2022-04-27

2022-04-27, Wednesday

Teaching my regular classes at the Ross Farnsworth - East Valley YMCA.

There were only two students in class tonight, but that meant extra attention where attention was needed. Outside block (soto ude-uke) is troublesome for most. It’s a complicated motion and most tend to drop the arm into a sort of scooping motion (not unlike move 16 in Heian Nidan). With adults, I draw an analogy to the motion of putting on your seat belt, where you reach back behind yourself to grab the buckle tab and then draw it down and across your body. That doesn’t tend to work with children though, so instead we just practice the motion over and over again in the mirror. We concentrate on the starting position of the fist and the elbow because once those two points are right, everything is right.

Kicking is another source of frustration for some, since it’s difficult to get all three necessary steps in order, and do so at speed: Knee up, snap out and back, foot down. Oftentimes the leg snaps out before the knee comes up, resulting in a “scoop kick” or the knee doesn’t come up at all, resulting in a kick that’s maybe ankle high. The only way I’ve found to combat this is simply repetition. Up, out & back, down. Up, out & back, down. There’s no secret - just repetition. Everyone eventually “gets it.”

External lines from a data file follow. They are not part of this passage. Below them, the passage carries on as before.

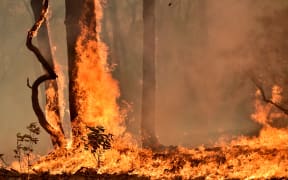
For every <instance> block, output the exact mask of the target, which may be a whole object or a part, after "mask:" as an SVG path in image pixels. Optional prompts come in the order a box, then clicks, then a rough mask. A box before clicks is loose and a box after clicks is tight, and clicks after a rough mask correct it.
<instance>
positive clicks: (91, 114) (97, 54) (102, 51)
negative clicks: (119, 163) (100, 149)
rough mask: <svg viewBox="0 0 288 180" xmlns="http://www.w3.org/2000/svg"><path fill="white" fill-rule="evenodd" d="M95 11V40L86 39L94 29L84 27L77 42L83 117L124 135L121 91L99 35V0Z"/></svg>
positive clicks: (101, 13)
mask: <svg viewBox="0 0 288 180" xmlns="http://www.w3.org/2000/svg"><path fill="white" fill-rule="evenodd" d="M95 15H96V24H97V26H96V34H95V36H96V38H95V40H88V41H87V39H85V37H86V36H87V34H89V33H91V32H89V29H85V28H84V27H83V28H82V35H81V37H80V38H79V39H78V41H77V46H76V52H77V54H78V59H77V67H78V71H77V79H76V84H77V88H76V92H78V95H77V96H78V98H77V99H78V102H77V103H78V107H79V108H80V110H79V119H81V122H82V123H84V124H85V125H87V126H97V125H102V126H104V127H105V128H106V129H107V130H108V131H109V132H110V133H112V134H114V135H120V134H122V133H123V131H124V126H123V125H122V123H123V119H121V118H119V117H120V116H119V115H120V113H119V108H118V106H117V102H116V100H117V98H118V97H119V95H120V93H119V88H118V84H117V81H116V80H114V79H113V77H112V75H111V72H110V69H109V65H108V63H107V46H106V45H105V44H104V43H103V42H101V39H100V35H99V34H100V32H101V20H102V16H103V14H102V7H101V4H100V2H99V1H95Z"/></svg>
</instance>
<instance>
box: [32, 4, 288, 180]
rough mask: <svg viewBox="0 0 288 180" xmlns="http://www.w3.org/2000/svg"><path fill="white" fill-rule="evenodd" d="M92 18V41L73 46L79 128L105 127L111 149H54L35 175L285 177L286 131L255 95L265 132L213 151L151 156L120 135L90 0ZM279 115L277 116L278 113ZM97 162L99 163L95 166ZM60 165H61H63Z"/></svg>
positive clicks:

Kata is coming along nicely as well. Both students were able to get through the gross motor motions of Taikyoku Shodan - their arms and legs end up in the right spot. They don’t have it completely memorized yet, but they remember the consituent pieces and can generally make the “shapes” required to get through it. Now we’re moving on to fine tuning and tonight’s focus was using both hands every … single … time.